In den sozialen Netzwerken kursierten zahlreiche Videos von Anwohnern, die das gewaltige Feuer dokumentieren. Aufnahmen zeigen eine heranfliegende Drohne und Verwüstungen, die diese hinterließ. Die Echtheit der Clips bleibt jedoch unbestätigt, was ein Schatten des Zweifels über die Ereignisse legt.
Derweil kam es zu festlichen Eskapaden: Drei junge Erwachsene wurden festgenommen, nachdem sie ein Online-Video mit dem dramatischen Brand im Hintergrund posteten. Die 20-Jährige Filmemacherin des Clips muss sich nun wegen einer Ordnungswidrigkeit verantworten.
Der dortige Flugverkehr erlebte eine zeitweilige Unterbrechung aus Sicherheitsgründen, trat jedoch am Morgen erneut in den Dienst, wie von Rosawiazija, der russischen Luftfahrtaufsicht, verlautbart wurde. Die warme Jahreszeit lockt derzeit viele Touristen an die Küstenstadt Sotschi, sodass die Rauchwolke den Anblick vieler Erholungssuchender trübte.

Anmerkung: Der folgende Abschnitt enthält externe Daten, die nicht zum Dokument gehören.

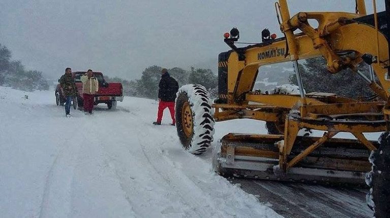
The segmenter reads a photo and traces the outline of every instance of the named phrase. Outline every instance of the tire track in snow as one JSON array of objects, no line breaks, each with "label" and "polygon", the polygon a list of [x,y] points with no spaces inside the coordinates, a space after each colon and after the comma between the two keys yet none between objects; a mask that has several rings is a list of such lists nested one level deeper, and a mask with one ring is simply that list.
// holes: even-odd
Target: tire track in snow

Das russische Verteidigungsministerium berichtete darüber hinaus vom erfolgreichen Abschuss von mehr als 90 ukrainischen Drohnen im weiten Schwarzmeerraum und weiteren Orten. Doch über Schäden oder Verluste schwieg die Behörde. Währenddessen erhielten die Berichte in ukrainischen Medien große Aufmerksamkeit, bestätigen sie doch die Strategie, den Krieg ins Hinterland des Angreifers zu tragen – mit transpazifischer Präzision auf Ziele wie Treibstoff- und Munitionslager.